Upon logging into AppMachine, we were greeted with four demo applications: Cut it, Fitness, Ray Charles and Wedding. We could enter any of these apps and view the AppMachine dashboard, which had stats such as downloads and app activity, as well as the ability to preview and customize a pre-built application. We wanted to turn Laptopmag.com into a mobile application using AppMachine, so we clicked on the "Create new App" building block back on the home screen.
First, we were prompted to name our application then we entered in the Laptopmag.com URL. AppMachine immediately started crawling our website, searching for RSS feeds, links and social media sites. We were able to view its progress as our site was scanned, as we were shown the number of found content as each new piece was found.
The next step in the process was to choose a theme. Most of the themes were relatively similar, featuring a top banner or background image and a series of buttons. There were different motifs, such as a morning coffee theme or an image of the Empire State Building. We chose a relatively blank slate theme, which included a top banner with square buttons below.
The first thing we edited was the top banner image, replacing the generic grey image with the Laptopmag.com logo.

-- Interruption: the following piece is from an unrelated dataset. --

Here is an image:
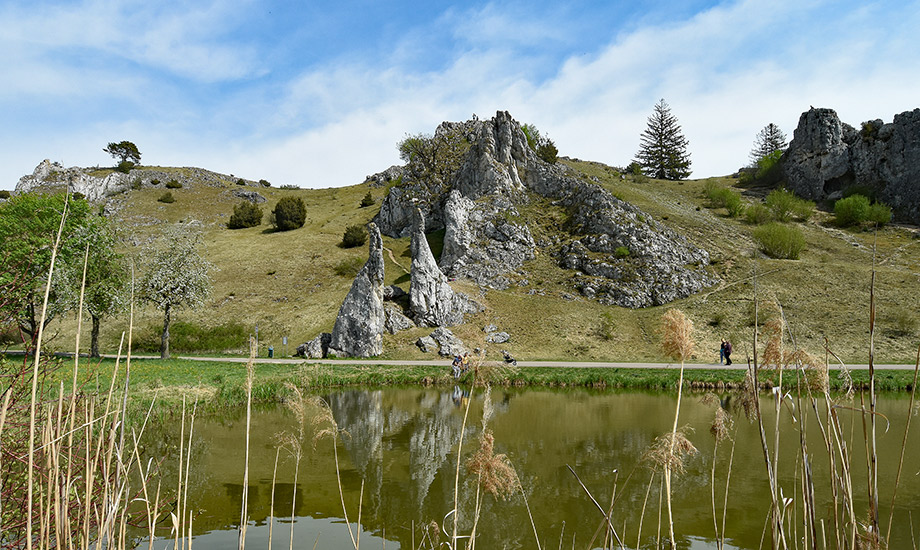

The website only accepts JPEGs and PNGs, so our GIF file was initially rejected. We corrected the file type and were able to crop the image to the proper dimensions. AppMachine warned us not to upload an image that is smaller than 640 x 220 pixels, as the final result will be blurry.
The AppMachine app is built on "blocks," which refers to chunks of content such as a Twitter feed or a Google+ account. Blocks are represented as LEGO blocks and the app is built by stacking these LEGO blocks on top of each other. We clicked on the RSS block and entered in the URL for our news feed. We followed the same process with our Twitter account, Google+ and YouTube video stream.
In order to preview our application, we downloaded the AppMachine Previewer app on our iPhone and entered our account credentials. We were given a list of all the applications associated with our account, which included the demo apps, and clicked on Laptopmag.com. We were presented with a full mobile application, complete with content.
We were able to browse our most recent tweets and Google+ posts as well as browse each of our YouTube videos in an appealing shelf-like display. Unfortunately, we were unable to get the RSS block to work; we got an error that said "there are no articles" despite using the correct feed URL.
There are three different types of AppBuilder accounts: Gorgeous, Designer and Developer. Each gives slightly more control than the last. With a Gorgeous account, users can only use preset themes. A Designer has control over the individual colors of each element of their application, although this level of customization didn't work for us in this beta version. The Developer section also isn't available yet, but will allow users to add their own custom code and databases.
In later versions of AppMachine, users will also be able to submit their application to the Apple App Store or Google Play. This feature alone will eliminate many headaches in the app development process if it works correctly. The current version allowed us to upload icons, screen shots and enter all our app's information, but the final step which submits the apps to their respective app stores returns an error.
We found AppMachine fairly easy to use and were able to create a content-filled mobile app within minutes, rather than the weeks or months of development time it would take to code these apps ourselves. AppMachine also outputs completely native code, meaning the final product will be completely Objective-C for iOS apps and Java for Android, which many argue is better than a non-native HTML5 application.
AppMachine is good for users who are already creating content for the web, including bloggers, YouTube personalities and social media moguls. AppMachine won't let you create the next Angry Birds, but if you want to pull all your web content into a single place, AppMachine provides an easy solution.
These services, however, do come at a cost. There currently isn't a way to make a purchase and submit your app to the app stores, but we were told that prices will range between $500 to $2000, depending on the amount of customization required in the app. Compared to a mobile app development company, however, these prices are a pittance.